Choosing a good investment broker may seem like a daunting task, but it’s not difficult if you know what you’re looking for. Your relationship with your broker should be similar to your relationships with your doctor or accountant; for best results, you should be able to trust and respect these professionals and have confidence in their ability and integrity.
Here are the top five factors that you’ll need to consider in selecting your investment broker.
• Size of Investment
How much money will you invest? The more you invest, the more options you’ll have. Watch out for extra fees attached to some of these options.
• Services Offered

What type of services do you want your broker to provide? Do you want to work with a small firm or a large institutional investor? For instance, some brokers can give you stock recommendations and manage your investment portfolio for you. If you’d rather do these things yourself, then a more cost-effective online broker may be a better match for you.
Also consider whether you want to focus on the most commonly traded stocks or look for more thinly traded issues. Most brokerages will give you access to common stocks, but for things like IPOs, you’ll need a full-service broker.

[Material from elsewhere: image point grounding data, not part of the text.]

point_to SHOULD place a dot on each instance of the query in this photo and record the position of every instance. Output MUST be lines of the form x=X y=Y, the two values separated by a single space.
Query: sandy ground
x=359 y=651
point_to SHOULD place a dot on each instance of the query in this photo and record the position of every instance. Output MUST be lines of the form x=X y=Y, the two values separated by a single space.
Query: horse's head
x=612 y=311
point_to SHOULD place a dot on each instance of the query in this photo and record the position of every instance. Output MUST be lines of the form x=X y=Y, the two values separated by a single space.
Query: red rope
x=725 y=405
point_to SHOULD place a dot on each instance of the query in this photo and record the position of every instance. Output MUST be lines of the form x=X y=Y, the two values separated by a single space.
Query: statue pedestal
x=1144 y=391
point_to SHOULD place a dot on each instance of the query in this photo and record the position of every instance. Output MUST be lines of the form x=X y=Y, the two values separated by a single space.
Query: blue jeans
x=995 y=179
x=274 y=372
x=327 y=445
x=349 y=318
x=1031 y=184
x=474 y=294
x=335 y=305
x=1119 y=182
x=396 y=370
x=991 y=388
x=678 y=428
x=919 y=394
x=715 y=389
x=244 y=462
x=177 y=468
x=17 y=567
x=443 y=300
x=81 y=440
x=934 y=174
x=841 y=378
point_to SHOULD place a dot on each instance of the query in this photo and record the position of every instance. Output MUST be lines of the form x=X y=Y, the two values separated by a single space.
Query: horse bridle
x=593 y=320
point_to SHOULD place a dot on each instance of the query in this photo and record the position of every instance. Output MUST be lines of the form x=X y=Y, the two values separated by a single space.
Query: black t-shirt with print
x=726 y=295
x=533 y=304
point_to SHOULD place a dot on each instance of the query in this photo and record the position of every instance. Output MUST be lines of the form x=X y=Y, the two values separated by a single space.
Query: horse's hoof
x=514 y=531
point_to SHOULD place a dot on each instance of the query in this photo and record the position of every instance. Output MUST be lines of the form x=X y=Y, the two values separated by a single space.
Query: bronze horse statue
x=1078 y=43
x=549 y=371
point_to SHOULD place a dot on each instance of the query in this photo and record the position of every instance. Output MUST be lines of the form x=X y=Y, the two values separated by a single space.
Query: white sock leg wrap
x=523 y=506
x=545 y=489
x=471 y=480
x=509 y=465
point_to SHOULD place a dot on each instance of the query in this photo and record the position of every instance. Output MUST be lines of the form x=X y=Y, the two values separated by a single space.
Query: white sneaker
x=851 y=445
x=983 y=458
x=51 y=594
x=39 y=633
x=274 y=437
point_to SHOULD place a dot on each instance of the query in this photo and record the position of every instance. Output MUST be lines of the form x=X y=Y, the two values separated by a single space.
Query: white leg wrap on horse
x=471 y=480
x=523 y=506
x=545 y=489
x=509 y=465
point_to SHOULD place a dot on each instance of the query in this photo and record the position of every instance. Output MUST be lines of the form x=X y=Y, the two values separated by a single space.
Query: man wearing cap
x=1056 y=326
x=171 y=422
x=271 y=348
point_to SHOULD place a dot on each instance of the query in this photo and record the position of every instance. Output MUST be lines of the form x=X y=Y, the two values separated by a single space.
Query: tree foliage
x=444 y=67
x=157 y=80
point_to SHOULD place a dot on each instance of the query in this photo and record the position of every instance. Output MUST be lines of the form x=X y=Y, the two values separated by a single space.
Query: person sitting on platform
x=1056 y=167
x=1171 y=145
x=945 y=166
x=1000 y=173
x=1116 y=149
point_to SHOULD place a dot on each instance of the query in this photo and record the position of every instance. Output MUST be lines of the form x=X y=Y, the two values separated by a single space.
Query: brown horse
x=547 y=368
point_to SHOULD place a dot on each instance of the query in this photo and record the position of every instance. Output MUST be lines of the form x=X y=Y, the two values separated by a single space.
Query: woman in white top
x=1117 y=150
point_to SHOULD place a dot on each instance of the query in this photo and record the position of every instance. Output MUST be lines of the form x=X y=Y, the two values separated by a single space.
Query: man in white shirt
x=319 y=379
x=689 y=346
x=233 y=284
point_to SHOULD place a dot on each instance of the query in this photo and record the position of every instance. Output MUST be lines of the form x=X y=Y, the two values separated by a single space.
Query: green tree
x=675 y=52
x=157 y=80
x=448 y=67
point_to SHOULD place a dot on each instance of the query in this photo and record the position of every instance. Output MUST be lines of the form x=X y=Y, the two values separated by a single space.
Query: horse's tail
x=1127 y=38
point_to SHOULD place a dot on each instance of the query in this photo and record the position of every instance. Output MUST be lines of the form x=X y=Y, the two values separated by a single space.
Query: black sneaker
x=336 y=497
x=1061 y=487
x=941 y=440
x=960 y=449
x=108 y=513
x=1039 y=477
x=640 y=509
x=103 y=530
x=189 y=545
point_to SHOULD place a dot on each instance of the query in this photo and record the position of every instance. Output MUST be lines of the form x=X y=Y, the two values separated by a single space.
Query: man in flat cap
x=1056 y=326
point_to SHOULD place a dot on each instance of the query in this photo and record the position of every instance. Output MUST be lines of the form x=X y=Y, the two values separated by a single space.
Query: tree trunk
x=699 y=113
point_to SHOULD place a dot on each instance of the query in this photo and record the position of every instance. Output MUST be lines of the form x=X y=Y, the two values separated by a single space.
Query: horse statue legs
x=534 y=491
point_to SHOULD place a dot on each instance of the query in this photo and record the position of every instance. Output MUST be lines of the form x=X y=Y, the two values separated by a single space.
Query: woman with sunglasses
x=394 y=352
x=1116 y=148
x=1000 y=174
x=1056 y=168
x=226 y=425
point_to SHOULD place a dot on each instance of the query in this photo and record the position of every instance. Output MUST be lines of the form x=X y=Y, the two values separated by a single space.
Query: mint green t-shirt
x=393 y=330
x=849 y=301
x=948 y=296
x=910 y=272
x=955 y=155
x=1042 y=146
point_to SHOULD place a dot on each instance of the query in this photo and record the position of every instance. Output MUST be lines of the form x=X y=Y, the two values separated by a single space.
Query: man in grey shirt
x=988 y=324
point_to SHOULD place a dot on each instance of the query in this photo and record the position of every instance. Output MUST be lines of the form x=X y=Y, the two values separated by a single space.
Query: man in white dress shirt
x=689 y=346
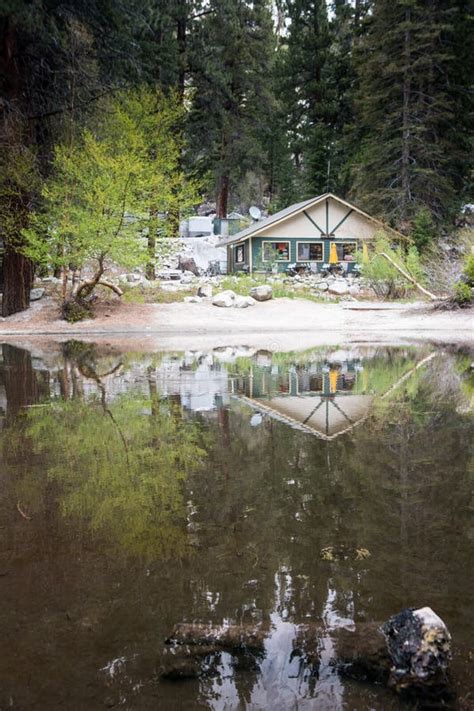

• Reputation and Licensing
What is the background of the broker and his firm? Be wary of a broker who is affiliated with a firm of questionable reputation. Make sure your broker is licensed by consulting the Financial Industry Regulatory Authority online database, and research whether the broker has had any run-ins with regulatory authorities. Also check whether your capital is insured in case the firm goes out of business or runs into financial difficulties.
• Customer Service
What kind of customer service does the broker provide? Look for ratings and reviews. A good broker will give you the best services he has to offer and will remember your personal preferences.
How does the broker address you? Does he talk on your level? Talk over your head? Talk down to you? Choose someone with whom you feel comfortable and can communicate easily.
In addition, how accessible is the broker? Can you reach him easily during working hours, whether by e-mail, phone, or another method? Does the broker respond promptly to your messages? Given how fast things can change in the stock market, being able to reach your broker quickly is key so he can act on your wishes in time.
• Commission
Look for a broker who provides high quality service at a reasonable commission rate. Commissions ensure that your broker has a vested interest in your financial success; the more you earn, the more he will earn. However, be aware of transaction limits or fees; these are not tied to your portfolio’s performance and should not constitute the bulk of your broker’s pay from you.
As you weigh rates versus experience, remember that an inexperienced broker will likely charge a lower rate; his advice may not be as good as that of a more experienced broker, but he may be hungry to do well and will manage your portfolio carefully. However, some experienced brokers might become a bit lazy because their salaries are not fully dependent on the growth of portfolios.
Ultimately, you should select the investment broker who fits your needs and with whom you feel comfortable. It’s your money at stake, so make sure you trust your broker. Follow your instincts. Remember, no one will look out for your interests as well as you do.